WASHINGTON, March 2, 2010 -- Otis McDonald, 76, is afraid for his life in his crime-saturated Chicago neighborhood and he is asking the U.S. Supreme Court to overturn his city's strict ban on handguns in the home.
"In my home, this is the only time I worry," McDonald said. "There's more guns coming into this city than the police can take away from them. So if I've got a gun, and if others have guns in their homes to protect themselves, then that's one thing that police would have to worry about less."
For nearly 30 years, Chicago has banned possession of handguns and automatic weapons inside city limits, one of the most stringent gun laws in the country.
McDonald's appeal to the U.S. Supreme Court comes a year and a half after the Court stunned gun-control advocates in another case, declaring for the first time that the Constitution protects an individual's right to own a gun in his or her home.
But that ruling -- District of Columbia v. Heller -- struck down only the Washington, D.C., gun ban.

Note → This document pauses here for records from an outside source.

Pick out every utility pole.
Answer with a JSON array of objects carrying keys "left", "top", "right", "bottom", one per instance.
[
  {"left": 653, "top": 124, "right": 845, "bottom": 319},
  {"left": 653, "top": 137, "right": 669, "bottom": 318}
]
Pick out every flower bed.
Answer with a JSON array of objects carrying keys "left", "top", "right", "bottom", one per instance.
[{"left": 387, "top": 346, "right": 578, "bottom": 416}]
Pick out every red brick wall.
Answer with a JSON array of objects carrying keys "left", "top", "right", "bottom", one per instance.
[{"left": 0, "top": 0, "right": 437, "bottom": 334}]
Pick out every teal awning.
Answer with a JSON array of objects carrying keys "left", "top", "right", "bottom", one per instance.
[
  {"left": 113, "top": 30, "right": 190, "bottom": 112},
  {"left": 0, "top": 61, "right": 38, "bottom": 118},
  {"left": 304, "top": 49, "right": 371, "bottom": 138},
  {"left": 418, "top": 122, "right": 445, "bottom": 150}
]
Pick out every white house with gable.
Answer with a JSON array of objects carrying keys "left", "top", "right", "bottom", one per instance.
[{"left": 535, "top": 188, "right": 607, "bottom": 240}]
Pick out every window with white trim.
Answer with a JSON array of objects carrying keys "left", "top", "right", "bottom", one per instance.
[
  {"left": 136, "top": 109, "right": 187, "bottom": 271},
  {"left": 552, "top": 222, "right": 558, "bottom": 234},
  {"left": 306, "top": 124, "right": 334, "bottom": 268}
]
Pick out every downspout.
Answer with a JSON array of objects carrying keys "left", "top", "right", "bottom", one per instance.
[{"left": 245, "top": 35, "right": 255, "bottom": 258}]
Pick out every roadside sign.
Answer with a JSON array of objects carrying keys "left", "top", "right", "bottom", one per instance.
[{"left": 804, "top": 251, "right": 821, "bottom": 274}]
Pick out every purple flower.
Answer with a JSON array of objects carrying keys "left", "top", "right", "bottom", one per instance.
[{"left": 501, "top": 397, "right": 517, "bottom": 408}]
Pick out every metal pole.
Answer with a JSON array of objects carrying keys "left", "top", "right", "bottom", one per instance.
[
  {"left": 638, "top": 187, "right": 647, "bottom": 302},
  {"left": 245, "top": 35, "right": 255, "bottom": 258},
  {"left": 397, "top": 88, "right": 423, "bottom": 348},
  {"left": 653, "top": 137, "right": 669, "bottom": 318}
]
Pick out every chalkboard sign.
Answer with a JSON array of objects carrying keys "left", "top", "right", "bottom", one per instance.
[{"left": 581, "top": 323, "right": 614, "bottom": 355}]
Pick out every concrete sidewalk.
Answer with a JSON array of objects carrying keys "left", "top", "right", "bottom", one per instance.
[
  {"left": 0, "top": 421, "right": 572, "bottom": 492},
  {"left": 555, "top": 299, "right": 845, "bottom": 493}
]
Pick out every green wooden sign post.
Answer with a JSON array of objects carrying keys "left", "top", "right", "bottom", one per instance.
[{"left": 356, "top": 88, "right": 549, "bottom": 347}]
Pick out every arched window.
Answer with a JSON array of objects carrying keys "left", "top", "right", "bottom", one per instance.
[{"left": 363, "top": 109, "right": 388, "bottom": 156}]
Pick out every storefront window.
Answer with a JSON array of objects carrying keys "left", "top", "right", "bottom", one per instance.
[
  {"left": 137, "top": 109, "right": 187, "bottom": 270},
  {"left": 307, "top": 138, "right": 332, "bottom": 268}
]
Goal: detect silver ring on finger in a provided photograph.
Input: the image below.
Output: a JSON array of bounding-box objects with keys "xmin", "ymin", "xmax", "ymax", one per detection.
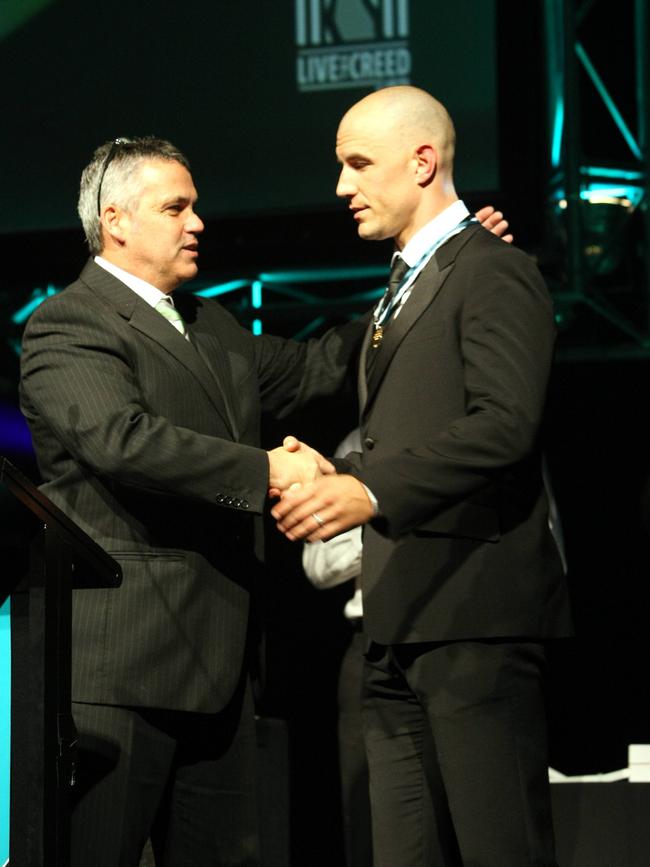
[{"xmin": 312, "ymin": 512, "xmax": 325, "ymax": 528}]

McDonald is asking the justices to have the Heller ruling applied in cities and states across the country.
"It makes me feel like the city cares more for the thugs than they do me, and I'm the one paying taxes," McDonald said of being barred from owning a gun in his own house.

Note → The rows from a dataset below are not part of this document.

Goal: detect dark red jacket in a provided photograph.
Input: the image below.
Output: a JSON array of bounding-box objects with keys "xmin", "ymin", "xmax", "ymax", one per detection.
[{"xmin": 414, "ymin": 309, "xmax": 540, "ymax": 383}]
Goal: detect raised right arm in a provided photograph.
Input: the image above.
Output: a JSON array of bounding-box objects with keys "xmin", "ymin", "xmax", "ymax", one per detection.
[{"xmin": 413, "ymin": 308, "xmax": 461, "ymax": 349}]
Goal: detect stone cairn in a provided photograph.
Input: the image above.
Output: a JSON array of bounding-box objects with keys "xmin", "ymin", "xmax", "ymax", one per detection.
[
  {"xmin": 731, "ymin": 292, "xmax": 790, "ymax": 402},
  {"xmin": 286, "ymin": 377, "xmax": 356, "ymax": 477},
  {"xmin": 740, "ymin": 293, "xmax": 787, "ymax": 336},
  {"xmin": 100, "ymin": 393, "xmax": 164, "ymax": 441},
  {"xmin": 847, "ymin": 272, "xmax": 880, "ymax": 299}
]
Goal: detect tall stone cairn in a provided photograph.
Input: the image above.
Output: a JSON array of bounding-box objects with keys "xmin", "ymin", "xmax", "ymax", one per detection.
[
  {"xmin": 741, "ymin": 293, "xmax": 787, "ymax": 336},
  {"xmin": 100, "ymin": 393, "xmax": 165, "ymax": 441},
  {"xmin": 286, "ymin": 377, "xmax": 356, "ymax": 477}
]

The National Rifle Association agrees. "The Heller case had only to do with federal enclaves," Wayne LaPierre, executive vice president of the National Rifle Association, said. "This has to do with whether the freedom applies to every American in every city and town all over our country."

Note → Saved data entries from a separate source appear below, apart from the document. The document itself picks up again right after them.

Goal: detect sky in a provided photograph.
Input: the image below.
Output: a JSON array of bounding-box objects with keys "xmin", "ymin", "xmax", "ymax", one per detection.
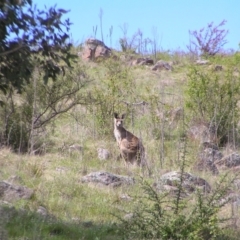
[{"xmin": 37, "ymin": 0, "xmax": 240, "ymax": 52}]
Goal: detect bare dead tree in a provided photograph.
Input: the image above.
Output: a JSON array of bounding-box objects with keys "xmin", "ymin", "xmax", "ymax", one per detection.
[{"xmin": 99, "ymin": 8, "xmax": 104, "ymax": 42}]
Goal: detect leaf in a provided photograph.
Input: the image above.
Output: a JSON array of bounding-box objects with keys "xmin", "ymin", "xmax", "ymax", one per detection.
[{"xmin": 58, "ymin": 9, "xmax": 69, "ymax": 14}]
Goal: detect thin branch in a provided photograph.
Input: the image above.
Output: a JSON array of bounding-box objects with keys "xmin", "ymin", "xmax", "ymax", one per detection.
[
  {"xmin": 0, "ymin": 44, "xmax": 24, "ymax": 56},
  {"xmin": 122, "ymin": 100, "xmax": 149, "ymax": 106}
]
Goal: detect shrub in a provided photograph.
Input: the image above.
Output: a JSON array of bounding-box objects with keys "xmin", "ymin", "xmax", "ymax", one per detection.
[
  {"xmin": 0, "ymin": 105, "xmax": 29, "ymax": 153},
  {"xmin": 0, "ymin": 63, "xmax": 90, "ymax": 153},
  {"xmin": 188, "ymin": 20, "xmax": 228, "ymax": 57},
  {"xmin": 119, "ymin": 26, "xmax": 152, "ymax": 54},
  {"xmin": 118, "ymin": 168, "xmax": 235, "ymax": 239},
  {"xmin": 185, "ymin": 65, "xmax": 240, "ymax": 146}
]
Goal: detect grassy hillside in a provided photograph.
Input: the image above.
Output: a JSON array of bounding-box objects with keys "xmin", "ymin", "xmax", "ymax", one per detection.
[{"xmin": 1, "ymin": 50, "xmax": 240, "ymax": 239}]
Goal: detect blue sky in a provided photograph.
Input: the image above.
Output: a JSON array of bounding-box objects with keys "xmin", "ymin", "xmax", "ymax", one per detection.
[{"xmin": 37, "ymin": 0, "xmax": 240, "ymax": 52}]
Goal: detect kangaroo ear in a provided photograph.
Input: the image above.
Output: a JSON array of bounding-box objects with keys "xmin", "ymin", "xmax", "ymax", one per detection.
[
  {"xmin": 114, "ymin": 112, "xmax": 118, "ymax": 118},
  {"xmin": 121, "ymin": 113, "xmax": 126, "ymax": 119}
]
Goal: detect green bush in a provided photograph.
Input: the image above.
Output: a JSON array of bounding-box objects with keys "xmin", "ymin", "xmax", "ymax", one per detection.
[
  {"xmin": 0, "ymin": 63, "xmax": 89, "ymax": 153},
  {"xmin": 118, "ymin": 173, "xmax": 234, "ymax": 240},
  {"xmin": 0, "ymin": 107, "xmax": 29, "ymax": 152},
  {"xmin": 185, "ymin": 65, "xmax": 240, "ymax": 146}
]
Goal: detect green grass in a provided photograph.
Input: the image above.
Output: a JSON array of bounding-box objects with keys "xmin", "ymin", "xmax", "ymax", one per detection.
[{"xmin": 4, "ymin": 205, "xmax": 120, "ymax": 240}]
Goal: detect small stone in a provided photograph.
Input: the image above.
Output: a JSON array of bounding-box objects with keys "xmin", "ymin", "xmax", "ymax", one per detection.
[
  {"xmin": 37, "ymin": 206, "xmax": 48, "ymax": 216},
  {"xmin": 97, "ymin": 148, "xmax": 110, "ymax": 160}
]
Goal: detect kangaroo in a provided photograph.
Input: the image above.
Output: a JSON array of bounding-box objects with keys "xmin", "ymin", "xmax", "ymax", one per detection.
[{"xmin": 113, "ymin": 112, "xmax": 145, "ymax": 166}]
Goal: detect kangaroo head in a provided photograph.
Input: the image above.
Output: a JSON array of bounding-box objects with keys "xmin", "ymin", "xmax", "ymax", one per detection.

In 1982, Chicago imposed the strict gun ordinance to help combat rampant gang and firearm violence that plagued the city.
In court papers, lawyers for the city of Chicago pointed out that 402 of the 412 firearm homicides occurred with the use of handguns in 2008.
"Handguns are used to kill in the United States more than all other weapons, firearms and otherwise, combined," Chicago Corporation Counsel Mara S. Georges wrote.
She argued that the Court should leave it up to the states and cities to regulate handguns.
"The genius of our federal system ordinarily leaves this type of social problem to be worked out by state and local governments, without a nationally imposed solution excluding one choice or the other," Georges wrote.
Does Chicago Case Threaten Other Gun Laws?
Gun-control advocates, having accepted a setback in Heller, are looking ahead, hoping that courts won't begin to chip away at gun restrictions.
"The Court made it very clear that the Second Amendment right [to own a gun] is not unlimited and that there can be restrictions on who gets guns, where they take guns, what kind of guns they get, and how they are carried," Paul Helmke of the Brady Center to Prevent Gun Violence said.
Helmke and other advocates say they were heartened by Justice Antonin Scalia's statement that the Court's ruling in Heller "should not be taken to cast doubt on long-standing prohibitions on the possession of firearms by felons and the mentally ill, or laws forbidding the carrying of firearms in sensitive places such as schools and government buildings, or laws imposing conditions and qualifications on the commercial sale of arms."
But McDonald is only looking as far as his own Morgan Park neighborhood and his ability to sleep well at night.
"I'm awakened all times of nights, with all kinds of noises," he said. "And, I say, well, you know they come in here, break the door open, I can't do nothing."